英国海外領のモントセラト島の固有種モントセラトムクドリモドキ 写真:Chris Bowden; rspb-images.com

英国海外領のモントセラト島の固有種モントセラトムクドリモドキ
写真:Chris Bowden; rspb-images.com

けれども、環境法のギャップの多くを埋める海外領土規正法には現在少なくとも5つの草案がありますが(例: ケイマン保護法案2007年やアングイラ配置計画法案2001など)、政治的意思の欠如によりそのすべてが現在引き伸ばしになっています。
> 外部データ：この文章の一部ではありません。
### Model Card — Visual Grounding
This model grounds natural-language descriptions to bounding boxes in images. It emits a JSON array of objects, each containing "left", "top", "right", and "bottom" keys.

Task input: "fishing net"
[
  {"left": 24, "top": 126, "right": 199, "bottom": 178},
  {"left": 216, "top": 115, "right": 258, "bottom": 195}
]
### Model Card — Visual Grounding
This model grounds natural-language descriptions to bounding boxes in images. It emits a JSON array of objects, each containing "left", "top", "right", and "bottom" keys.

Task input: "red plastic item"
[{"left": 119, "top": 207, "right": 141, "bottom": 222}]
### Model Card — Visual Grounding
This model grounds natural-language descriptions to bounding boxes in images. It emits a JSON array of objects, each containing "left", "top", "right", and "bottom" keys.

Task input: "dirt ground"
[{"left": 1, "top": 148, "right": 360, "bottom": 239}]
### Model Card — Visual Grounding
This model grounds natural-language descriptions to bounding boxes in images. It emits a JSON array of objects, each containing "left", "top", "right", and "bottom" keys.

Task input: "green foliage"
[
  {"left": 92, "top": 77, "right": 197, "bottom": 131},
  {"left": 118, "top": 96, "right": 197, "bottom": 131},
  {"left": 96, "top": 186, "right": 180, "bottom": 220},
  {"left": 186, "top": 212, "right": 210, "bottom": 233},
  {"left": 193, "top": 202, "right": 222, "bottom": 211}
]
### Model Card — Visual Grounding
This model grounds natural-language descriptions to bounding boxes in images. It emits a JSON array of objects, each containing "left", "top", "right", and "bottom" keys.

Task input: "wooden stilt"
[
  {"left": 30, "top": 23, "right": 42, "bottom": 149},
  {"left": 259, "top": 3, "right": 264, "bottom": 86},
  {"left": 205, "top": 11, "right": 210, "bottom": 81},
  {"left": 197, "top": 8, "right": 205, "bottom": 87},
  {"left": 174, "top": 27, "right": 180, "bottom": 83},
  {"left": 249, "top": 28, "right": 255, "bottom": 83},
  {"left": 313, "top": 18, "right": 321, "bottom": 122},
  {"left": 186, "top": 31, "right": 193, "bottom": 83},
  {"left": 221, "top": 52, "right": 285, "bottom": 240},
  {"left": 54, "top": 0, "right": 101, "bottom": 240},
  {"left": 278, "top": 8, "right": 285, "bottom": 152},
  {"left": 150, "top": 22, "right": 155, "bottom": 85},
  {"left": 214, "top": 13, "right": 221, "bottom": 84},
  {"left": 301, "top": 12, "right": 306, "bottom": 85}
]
RSPBの国際的活動部長のティム・ストウは「ジブラルタルのように幾つかの英国海外領には素晴らしい環境法がある場所もありますが、この分析で明らかにされたギャップは頭の痛い問題で、私たちに保護責任のある環境や野生生物にたいしてダメージを与える可能性があります。」と言いました。

「私たちはこの報告が英国政府に海外領土で‘世界基準を設定する’という大志を実現する勇気を与え、現在の保護法における喫緊のギャップを強化する作業プログラムを開始することを願っています。主な改善は手の届く範囲にあり、それほど大きな追加資金がなくても達成が可能なのです。」

この報告は首相が海外領おける彼の大志を実現する手助けとなる7つの提案を行っています。報告は環境管理に関する多くのギャップを指摘していますが、同時に英国領土の幾つかでは環境規制の面での成功事例となっていることも分かりました。ジブラルタルの環境法規は全面的に‘優’にランクされ、また、英領ヴァージン諸島のサイト保全メカニズムとセント・ヘレナでの開発規制手続きも大変良いものです。

欧州諸国の海外領土における環境劣化、外来種、気候変動など相互につながりのある脅威に取り組むことは将来の野鳥の絶滅を防ぐために必要な重要な活動の一つであることが確認されました。